Justice Alito's 49-page opinion mostly focuses on why Obamacare's birth control mandate, as written, violates the Religious Freedom Restoration Act. But it also includes some guideposts on how to tweak the law in a way the Supreme Court would deem acceptable.

Alito suggests that the Obama administration could take a play from its own handbook and could extend an "accommodation" offered to religiously-affiliated employers like universities and hospitals to a large number of private companies.

Some background is helpful here: The Obama administration has already extended an "accommodation" to religious nonprofits — like hospitals and universities with religious affiliations — to bridge the divide created by the contraceptive mandate. The way the accommodation works is by requiring the insurer to provide birth control, without passing that cost on to the company. Insurers recoup their losses through reduced fees to the government. There are some regulatory hurdles here, but they are ones that the Obama administration has already grappled with in laying the ground rules for how the accommodation works.

Justice Alito proposes using the accommodation as a fix on page five of his opinion:

[The government] could extend the accommodation that HHS has already established for religious nonprofit organizations to non-profit employers with religious objections to the contraceptive mandate. That accommodation does not impinge on the plaintiffs' religious beliefs that providing insurance coverage for the contraceptives at issue here violates their religion and it still serves HHS's stated interests.

Religious nonprofits have brought suit against the federal government, alleging that the accommodation still infringes upon their religious beliefs. Though today's Supreme Court opinion doesn't decide those cases, Alito's statement that the accommodation wouldn't be an imposition upon Hobby Lobby doesn't bode well for those groups.

"It looks like they're saying the religious accommodation is going to be acceptable," says Timothy Jost, a professor of law at Washington and Lee University.

If the administration decides to pursue this fix, it could happen pretty quickly.
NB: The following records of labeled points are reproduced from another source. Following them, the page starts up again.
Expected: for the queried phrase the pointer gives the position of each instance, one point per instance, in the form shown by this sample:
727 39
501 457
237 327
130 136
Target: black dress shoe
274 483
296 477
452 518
By extending the accommodation to for-profit corporations through an "interim final regulation" or as "regulatory guidance", it could be implemented in a matter of weeks — or even days, Jost says.

Supporters of the contraceptive mandate don't necessarily think that the accommodation is an appropriate fix, though.

"In our view, it does not answer the question for two reasons," says Marcia Greenberger, co-president at the National Women's Law Center. "First of all, it is completely inappropriate and unacceptable for women to be expected to look to some special out of the usual way of accommodating what is a core and basic health care need. Secondly, as a practical matter, this accommodation system has not been in operation long enough to know how it would work. It was never set up to apply on as broad a basis as this court decision may be calling upon it to have to fill in the gaps."

In a briefing Monday afternoon, Press Secretary Josh Earnest emphasized that the President is eager to work with Congress to repair access to contraceptives.

"Congress should act to address the concerns of women affected by this Supreme Court decision," Earnest said. When pressed about whether the administration would seek to extend the accommodation, he added, "We'll consider whether there's an opportunity for the president to take some action that could mitigate this problem."